线性回归区别

![简单线性回归和多元线性回归区别](./img/vs.png)

分类数据用dummy variable转换

![dummy variable](./img/dummy_var.png)

总是要省略一列防止过度拟合 (X-1)
![omit_one](./img/omit_one.png)


反向淘汰（Backward Elimination）是一种特征选择技术，常用于多元线性回归模型中。其基本思想是：先将所有的预测变量包含在模型中，然后逐步移除最不重要的特征，直到所有剩余的特征都是重要的（即对模型的预测性能有显著贡献）。

反向淘汰的具体步骤如下：

**包含所有特征：**首先，我们建立一个包含所有预测变量的模型。

**计算每个特征的重要性：**然后，我们计算每个特征对模型预测能力的贡献。在多元线性回归中，这通常通过计算每个特征的 P 值来实现。P 值表示了特征的系数是否显著不等于零的概率。较高的 P 值（通常大于某个阈值，如 0.05）表示特征可能不重要。

**移除最不重要的特征：**我们移除 P 值最大（即最不重要）的特征。

**重复步骤 2 和 3：**我们反复计算每个特征的重要性，然后移除最不重要的特征，直到所有剩余的特征都是重要的。

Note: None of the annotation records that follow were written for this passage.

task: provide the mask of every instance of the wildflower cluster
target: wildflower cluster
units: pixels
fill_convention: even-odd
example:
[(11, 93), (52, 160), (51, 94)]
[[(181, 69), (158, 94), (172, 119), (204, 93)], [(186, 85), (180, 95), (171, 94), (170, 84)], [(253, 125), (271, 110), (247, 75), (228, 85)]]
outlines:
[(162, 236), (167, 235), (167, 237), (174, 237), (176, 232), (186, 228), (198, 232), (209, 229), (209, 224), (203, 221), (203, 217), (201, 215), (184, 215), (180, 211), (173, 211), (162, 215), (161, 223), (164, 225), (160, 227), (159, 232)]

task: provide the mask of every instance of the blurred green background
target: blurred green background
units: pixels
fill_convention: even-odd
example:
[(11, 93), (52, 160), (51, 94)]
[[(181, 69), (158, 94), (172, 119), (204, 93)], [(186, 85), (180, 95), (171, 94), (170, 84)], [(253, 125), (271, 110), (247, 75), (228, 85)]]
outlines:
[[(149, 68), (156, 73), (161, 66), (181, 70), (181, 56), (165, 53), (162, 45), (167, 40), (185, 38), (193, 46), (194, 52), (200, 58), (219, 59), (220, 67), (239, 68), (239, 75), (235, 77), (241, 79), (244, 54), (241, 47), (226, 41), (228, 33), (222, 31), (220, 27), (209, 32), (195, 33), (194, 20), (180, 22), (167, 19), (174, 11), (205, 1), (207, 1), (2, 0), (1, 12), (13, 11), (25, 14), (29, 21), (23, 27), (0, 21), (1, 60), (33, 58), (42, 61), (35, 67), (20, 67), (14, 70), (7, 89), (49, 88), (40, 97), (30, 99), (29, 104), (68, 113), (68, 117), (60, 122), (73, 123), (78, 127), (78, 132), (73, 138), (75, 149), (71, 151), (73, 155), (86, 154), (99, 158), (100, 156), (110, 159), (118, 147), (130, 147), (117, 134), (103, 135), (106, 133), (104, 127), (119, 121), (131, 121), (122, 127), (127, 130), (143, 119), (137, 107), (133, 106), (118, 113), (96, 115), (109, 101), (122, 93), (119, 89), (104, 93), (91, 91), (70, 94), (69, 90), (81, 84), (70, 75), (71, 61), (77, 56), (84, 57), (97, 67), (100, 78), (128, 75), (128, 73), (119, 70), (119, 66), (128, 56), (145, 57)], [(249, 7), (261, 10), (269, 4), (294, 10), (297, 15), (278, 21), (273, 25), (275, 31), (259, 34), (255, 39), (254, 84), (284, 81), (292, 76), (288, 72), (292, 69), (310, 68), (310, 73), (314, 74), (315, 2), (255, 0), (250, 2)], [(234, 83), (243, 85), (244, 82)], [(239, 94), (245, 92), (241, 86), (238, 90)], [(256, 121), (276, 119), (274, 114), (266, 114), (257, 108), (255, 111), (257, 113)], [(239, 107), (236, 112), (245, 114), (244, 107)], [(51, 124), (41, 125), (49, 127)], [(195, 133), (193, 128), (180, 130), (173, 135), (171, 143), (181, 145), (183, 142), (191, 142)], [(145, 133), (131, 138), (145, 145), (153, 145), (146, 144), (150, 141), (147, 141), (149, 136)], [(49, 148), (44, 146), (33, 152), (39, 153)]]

前向选择（Forward Selection）是一种特征选择技术，常用于多元线性回归模型中。其基本思想是：从没有预测变量的模型开始，然后逐步添加最重要的特征，直到添加更多的特征不能显著提高模型的预测性能。

前向选择的具体步骤如下：

**开始没有特征的模型：**首先，我们建立一个没有预测变量的模型，只有一个截距。

**计算每个特征的重要性：**然后，我们计算每个特征对模型预测能力的贡献。在多元线性回归中，这通常通过计算每个特征的 P 值来实现。P 值表示了特征的系数是否显著不等于零的概率。较低的 P 值（通常小于某个阈值，如 0.05）表示特征可能是重要的。

**添加最重要的特征：**我们添加 P 值最小（即最重要）的特征。

**重复步骤 2 和 3：**我们反复计算每个特征的重要性，然后添加最重要的特征，直到添加更多的特征不能显著提高模型的预测性能。

双向淘汰（Bidirectional Elimination），也被称为逐步回归（Stepwise Regression），是一种特征选择方法，结合了前向选择和反向淘汰的策略。它在每一步都会评估添加新特征或者删除已有特征对模型性能的影响，然后选择最好的策略。

双向淘汰的具体步骤如下：

**开始没有特征的模型：**首先，我们建立一个没有预测变量的模型，只有一个截距。

**前向选择：**然后，我们像前向选择一样，逐步添加最重要的特征，直到添加更多的特征不能显著提高模型的预测性能。

**反向淘汰：**在每次添加新特征后，我们像反向淘汰一样，检查是否有已有的特征变得不重要（例如，它的 P 值变得较高）。如果有，我们就移除这个特征。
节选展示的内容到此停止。